Rudersdorf

Erstellt am 30. Januar 2019, 06:30

von Carina Fenz

S7: Tourismus als großer Profiteur. Bis 2023 soll das Herzstück der neuen Schnellstraße fertig sein. Die Bauarbeiten bescheren der Region einen Aufschwung.

Prominent vertreten. Mit einer Tunnelanschlagsfeier erfolgte am Samstag der offizielle Start für den Bau des drei Kilometer langen Tunnels Rudersdorf.  |  BVZ

Am Samstag erfolgte der offizielle Start für den Bau des drei Kilometer langen Tunnels in Rudersdorf, übrigens der erste Tunnel im Burgenland. In den kommenden fünf Jahren wird östlich der burgenländischen Gemeinde Rudersdorf das Herzstück der neuen S7 errichtet. Die Herausforderung für die Experten der ASFINAG und die beauftragten Unternehmen ist dabei eine große. Der Bau des Tunnels, der über 1,1 Kilometer im Freiland (offene Bauweise) und über 1,9 Kilometer in geschlossener Bauweise errichtet wird, ist aufgrund der geologischen Verhältnisse besonders schwierig. Bis Ende 2023 wird der Tunnel Rudersdorf aber so wie die gesamte fast 29 Kilometer lange Fürstenfelder Schnellstraße fertig gestellt sein. Die ASFINAG investiert in die neue S7 insgesamt knapp 700 Millionen Euro. Der Tunnel Rudersdorf ist dabei der größte Einzelauftrag — etwa 160 Millionen Euro werden in den drei Kilometer Tunnel plus die anschließende Wanne Ost und die Tunnel-Betriebszentrale investiert.

Für die Region bedeutet die neue Lebensader viel. Vor allem erwartet man sich eine Entlastung der Gemeinden und der Bevölkerung vom Durchzugsverkehr. Durchschnittlich fahren derzeit täglich bis zu 20.000 Fahrzeuge durch die Ortschaften entlang der künftigen S7. Laut Prognose wird der Verkehr bis 2025 auf bis zu 29.000 Fahrzeuge pro Tag ansteigen. „Mit der neuen Schnellstraße sind es nur noch etwa 6.000 Fahrzeuge“, erwarten die Experten. „Die Verlagerung des Verkehrs auf die Schnellstraße bedeutet auch eine deutliche Erhöhung der Verkehrssicherheit für die Verkehrsteilnehmer und die Bevölkerung“, freuen sich die Bürgermeister der Region.

Mit dem Tunnel Rudersdorf sind damit drei wesentliche Teile der S 7 in Bau. Großen Wert legt die ASFINAG im Zuge der Errichtung der Schnellstraße auf ausreichende Ausgleichsmaßnahmen für Flora und Fauna (siehe Infobox links).

Die Baustraße für die S 7 war das erste große Baulos, das die ASFINAG im Dezember 2017 begonnen hat.
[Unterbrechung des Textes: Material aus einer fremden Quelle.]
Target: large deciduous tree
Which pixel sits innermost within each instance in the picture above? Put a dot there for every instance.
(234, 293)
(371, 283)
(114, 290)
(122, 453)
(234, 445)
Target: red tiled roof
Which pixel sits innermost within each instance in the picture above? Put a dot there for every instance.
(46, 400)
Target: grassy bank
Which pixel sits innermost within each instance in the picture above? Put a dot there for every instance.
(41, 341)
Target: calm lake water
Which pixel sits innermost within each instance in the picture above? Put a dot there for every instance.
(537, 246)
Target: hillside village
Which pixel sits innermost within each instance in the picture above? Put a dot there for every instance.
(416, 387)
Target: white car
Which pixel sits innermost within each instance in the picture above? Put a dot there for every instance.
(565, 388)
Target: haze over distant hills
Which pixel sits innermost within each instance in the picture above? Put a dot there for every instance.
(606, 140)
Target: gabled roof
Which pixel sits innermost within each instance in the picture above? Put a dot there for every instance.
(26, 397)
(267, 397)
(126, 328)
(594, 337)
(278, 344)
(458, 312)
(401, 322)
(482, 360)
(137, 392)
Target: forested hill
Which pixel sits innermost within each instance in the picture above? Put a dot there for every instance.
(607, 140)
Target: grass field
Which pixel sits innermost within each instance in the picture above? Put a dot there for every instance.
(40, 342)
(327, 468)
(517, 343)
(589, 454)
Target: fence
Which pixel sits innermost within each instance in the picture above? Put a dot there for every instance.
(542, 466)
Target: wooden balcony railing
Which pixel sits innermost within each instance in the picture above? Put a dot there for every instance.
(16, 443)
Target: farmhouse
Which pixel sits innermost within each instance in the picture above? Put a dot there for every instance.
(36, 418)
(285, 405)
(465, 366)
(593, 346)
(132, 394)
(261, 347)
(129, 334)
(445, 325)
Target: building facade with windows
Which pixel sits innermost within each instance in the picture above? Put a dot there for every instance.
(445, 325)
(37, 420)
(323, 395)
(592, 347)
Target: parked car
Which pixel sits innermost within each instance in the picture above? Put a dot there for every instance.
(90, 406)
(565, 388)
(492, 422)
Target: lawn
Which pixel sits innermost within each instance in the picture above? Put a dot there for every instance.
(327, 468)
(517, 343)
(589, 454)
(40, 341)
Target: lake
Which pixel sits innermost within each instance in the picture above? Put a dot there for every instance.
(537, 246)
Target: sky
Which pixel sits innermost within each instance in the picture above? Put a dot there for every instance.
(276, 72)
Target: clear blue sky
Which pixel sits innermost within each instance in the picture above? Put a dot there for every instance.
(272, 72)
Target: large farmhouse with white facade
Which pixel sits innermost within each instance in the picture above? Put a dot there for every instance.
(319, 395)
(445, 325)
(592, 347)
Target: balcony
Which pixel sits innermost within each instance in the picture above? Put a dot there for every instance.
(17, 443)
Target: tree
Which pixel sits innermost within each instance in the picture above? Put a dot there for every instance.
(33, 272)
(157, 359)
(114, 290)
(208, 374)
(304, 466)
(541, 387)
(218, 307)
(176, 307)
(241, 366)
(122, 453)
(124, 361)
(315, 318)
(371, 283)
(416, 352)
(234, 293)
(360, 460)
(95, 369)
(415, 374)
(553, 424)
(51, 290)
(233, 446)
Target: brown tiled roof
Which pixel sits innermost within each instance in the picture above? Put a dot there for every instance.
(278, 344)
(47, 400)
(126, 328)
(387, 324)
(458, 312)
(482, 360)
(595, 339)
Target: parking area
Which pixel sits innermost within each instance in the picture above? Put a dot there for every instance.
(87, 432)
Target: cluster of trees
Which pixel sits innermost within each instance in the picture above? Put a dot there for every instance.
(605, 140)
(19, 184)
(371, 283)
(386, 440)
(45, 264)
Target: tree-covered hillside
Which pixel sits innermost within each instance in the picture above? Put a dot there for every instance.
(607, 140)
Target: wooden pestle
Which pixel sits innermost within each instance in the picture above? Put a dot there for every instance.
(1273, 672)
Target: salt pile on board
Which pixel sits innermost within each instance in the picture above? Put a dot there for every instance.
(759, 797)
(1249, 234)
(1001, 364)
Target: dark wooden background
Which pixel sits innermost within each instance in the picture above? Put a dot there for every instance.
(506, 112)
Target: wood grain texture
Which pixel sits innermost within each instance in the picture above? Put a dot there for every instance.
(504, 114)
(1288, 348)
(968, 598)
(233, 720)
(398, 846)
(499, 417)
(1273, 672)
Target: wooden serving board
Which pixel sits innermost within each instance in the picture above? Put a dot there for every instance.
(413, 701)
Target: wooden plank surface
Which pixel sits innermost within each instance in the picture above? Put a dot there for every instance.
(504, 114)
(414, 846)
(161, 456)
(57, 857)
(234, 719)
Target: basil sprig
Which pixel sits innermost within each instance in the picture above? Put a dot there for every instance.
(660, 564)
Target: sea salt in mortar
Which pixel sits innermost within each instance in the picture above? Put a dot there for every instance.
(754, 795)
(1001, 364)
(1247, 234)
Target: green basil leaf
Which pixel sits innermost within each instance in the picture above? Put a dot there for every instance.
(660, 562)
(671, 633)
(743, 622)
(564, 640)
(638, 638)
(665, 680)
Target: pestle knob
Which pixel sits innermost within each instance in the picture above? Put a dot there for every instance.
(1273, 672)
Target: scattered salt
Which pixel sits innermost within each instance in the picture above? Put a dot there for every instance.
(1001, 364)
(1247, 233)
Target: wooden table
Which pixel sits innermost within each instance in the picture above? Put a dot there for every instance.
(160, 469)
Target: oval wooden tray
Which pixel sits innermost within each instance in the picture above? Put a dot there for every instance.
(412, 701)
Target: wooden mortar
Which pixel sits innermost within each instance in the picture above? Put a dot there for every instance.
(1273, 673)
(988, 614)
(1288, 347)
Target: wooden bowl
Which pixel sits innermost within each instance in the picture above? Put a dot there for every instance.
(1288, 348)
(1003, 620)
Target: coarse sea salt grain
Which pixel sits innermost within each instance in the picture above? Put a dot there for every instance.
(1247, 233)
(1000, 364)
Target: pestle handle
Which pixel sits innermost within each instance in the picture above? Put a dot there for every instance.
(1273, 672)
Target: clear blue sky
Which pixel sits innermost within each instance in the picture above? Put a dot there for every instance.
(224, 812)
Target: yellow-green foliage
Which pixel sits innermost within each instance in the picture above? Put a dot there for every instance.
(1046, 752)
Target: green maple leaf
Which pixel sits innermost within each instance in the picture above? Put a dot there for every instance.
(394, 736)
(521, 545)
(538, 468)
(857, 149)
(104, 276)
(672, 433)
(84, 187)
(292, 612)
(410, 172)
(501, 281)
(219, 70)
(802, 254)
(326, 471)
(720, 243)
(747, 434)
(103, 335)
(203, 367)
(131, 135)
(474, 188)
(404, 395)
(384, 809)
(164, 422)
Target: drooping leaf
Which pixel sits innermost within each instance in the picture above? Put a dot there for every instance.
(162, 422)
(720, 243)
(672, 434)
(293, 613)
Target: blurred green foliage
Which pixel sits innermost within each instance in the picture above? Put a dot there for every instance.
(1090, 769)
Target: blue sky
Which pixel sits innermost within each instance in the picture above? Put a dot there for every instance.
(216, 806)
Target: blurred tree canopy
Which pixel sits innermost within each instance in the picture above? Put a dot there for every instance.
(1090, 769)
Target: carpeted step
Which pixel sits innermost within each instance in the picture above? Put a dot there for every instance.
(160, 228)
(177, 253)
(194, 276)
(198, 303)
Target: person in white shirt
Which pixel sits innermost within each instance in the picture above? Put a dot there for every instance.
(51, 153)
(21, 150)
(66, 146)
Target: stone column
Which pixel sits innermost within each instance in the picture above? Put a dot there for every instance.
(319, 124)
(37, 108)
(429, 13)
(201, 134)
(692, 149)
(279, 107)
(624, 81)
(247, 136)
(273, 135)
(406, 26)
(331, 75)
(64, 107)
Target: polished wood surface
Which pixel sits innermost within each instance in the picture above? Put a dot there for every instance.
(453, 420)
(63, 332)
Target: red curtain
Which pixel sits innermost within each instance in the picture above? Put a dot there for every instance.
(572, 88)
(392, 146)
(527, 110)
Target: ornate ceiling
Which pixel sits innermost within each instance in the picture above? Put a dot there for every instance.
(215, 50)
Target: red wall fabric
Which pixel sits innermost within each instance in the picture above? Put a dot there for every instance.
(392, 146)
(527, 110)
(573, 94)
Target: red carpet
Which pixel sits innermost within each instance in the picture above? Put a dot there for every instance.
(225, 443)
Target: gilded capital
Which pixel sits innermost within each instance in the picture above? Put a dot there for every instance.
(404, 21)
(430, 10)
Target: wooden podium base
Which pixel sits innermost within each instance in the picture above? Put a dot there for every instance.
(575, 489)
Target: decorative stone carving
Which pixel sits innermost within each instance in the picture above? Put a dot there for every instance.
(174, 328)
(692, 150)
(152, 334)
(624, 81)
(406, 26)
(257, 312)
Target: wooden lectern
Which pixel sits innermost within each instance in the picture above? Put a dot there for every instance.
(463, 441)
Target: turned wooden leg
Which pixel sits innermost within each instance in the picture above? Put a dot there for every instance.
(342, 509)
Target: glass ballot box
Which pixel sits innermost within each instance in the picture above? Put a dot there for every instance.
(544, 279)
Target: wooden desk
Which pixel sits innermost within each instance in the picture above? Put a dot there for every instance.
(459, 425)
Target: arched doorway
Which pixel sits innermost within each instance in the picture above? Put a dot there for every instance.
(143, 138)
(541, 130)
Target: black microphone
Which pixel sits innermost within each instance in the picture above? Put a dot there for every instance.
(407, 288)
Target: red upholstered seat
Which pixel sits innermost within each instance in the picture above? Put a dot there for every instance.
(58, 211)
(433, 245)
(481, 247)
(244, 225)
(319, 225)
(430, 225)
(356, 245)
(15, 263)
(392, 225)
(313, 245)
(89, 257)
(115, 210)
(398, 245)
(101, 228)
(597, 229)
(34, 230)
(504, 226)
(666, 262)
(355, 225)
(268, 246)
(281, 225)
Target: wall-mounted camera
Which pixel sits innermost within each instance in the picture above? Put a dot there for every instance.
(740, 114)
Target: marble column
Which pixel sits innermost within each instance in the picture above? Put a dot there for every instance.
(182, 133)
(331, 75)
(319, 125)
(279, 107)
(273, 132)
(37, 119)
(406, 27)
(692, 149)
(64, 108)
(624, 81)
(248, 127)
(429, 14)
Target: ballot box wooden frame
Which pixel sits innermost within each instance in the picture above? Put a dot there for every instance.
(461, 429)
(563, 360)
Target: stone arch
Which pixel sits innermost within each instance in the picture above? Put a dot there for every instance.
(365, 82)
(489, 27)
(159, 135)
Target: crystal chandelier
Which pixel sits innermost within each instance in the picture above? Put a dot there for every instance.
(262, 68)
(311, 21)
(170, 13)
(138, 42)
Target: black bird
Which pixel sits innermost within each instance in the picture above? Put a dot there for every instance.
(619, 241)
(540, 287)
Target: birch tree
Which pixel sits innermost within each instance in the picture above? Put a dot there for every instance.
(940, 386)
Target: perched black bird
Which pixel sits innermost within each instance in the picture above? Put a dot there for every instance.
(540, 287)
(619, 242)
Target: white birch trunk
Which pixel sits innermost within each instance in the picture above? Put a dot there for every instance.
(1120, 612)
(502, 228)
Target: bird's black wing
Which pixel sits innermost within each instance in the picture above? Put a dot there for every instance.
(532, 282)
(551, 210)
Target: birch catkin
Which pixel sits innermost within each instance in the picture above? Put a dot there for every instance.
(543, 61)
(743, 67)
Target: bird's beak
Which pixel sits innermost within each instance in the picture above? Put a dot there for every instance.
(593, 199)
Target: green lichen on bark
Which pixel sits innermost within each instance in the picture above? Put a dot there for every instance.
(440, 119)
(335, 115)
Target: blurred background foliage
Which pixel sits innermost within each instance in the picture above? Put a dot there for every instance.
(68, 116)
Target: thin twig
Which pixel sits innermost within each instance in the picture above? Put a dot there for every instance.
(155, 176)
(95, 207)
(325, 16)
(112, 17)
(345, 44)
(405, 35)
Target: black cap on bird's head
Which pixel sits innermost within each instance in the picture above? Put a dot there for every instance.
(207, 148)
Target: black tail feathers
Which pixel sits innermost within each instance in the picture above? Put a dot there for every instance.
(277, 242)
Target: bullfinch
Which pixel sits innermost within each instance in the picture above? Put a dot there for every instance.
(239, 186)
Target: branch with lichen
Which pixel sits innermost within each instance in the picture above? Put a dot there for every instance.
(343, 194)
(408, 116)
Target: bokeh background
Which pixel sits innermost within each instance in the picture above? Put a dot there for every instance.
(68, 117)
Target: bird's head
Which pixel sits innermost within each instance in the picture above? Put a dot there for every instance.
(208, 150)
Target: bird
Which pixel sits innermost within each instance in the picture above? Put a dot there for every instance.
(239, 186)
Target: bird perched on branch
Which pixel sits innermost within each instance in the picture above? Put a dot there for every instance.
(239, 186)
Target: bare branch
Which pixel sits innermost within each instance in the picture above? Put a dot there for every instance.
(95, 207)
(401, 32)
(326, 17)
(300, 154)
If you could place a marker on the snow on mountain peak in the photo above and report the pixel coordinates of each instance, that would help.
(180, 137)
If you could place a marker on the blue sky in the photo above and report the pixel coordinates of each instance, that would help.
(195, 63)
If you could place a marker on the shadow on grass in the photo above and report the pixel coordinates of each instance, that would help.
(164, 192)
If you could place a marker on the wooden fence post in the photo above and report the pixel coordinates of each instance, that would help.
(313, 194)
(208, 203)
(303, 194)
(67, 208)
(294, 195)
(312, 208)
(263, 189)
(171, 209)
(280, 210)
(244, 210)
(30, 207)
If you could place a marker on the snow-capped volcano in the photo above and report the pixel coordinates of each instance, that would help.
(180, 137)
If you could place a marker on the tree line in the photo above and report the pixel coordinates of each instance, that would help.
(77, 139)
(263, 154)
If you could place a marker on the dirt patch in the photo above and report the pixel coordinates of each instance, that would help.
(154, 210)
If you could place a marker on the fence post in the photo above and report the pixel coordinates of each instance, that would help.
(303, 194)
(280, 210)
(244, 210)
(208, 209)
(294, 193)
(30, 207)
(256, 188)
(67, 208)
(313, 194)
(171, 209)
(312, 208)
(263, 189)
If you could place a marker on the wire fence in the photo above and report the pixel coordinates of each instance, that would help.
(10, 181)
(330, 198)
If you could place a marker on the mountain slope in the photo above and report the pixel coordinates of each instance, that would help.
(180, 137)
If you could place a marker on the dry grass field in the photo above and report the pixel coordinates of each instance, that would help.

Auf dieser Baustraße wird der Großteil des Baustellenverkehrs abgewickelt. Sie konnte nach einer Bauzeit von elf Monaten Mitte November 2018 fertiggestellt werden. Dieser Auftrag bedeutete bereits eine Investition von sieben Millionen Euro.

 S7: Tourismus und Wirtschaft profitieren

 Obwohl die Bauarbeiten auf burgenländischer Seite der S7 erst in den nächsten Monaten sichtbar sein werden, merken Wirtschaft und Tourismus einen Aufschwung. Vor allem der Businesspark Heiligenkreuz wird von vielen Unternehmen als profitabler Standort ins Auge genommen. Aktuell sind 16 Unternehmen angesiedelt, die für 436 Arbeitsplätze sorgen. „Immer mehr Unternehmer zeigen Interesse an einem Standort im Businesspark. Die Trasse der S7 verläuft nämlich nur wenige hundert Meter entfernt vom Park und eine eigene Zufahrt bedeutet eine optimale Anbindung zu den Gewerbebetrieben. Durch die leistungsfähige Verkehrsverbindung wird die wirtschaftliche Entwicklung der Region äußerst positiv beeinflusst. Ebenso plant die ASFINAG einen Lkw-Stellplatz in Grenznähe“, freut sich Wirtschaftslandesrat Alexander Petschnig.

Auch auf touristischer Seite kann man bereits jetzt Positives berichten. „Wir haben sehr viele Anfragen von Unternehmen, die Quartiere für die Arbeiter suchen. Vor allem für die privaten Zimmervermieter ist das enorm wichtig. Wir erwarten, dass die Auslastung dadurch für einen längeren Zeitraum — Bauzeit ist bis 2023 — sehr hoch ist“, erklärt Tourismusobmann Herbert Krbeczek. Einige Zimmervermieter sind bereits jetzt für die nächsten Jahre voll ausgelastet.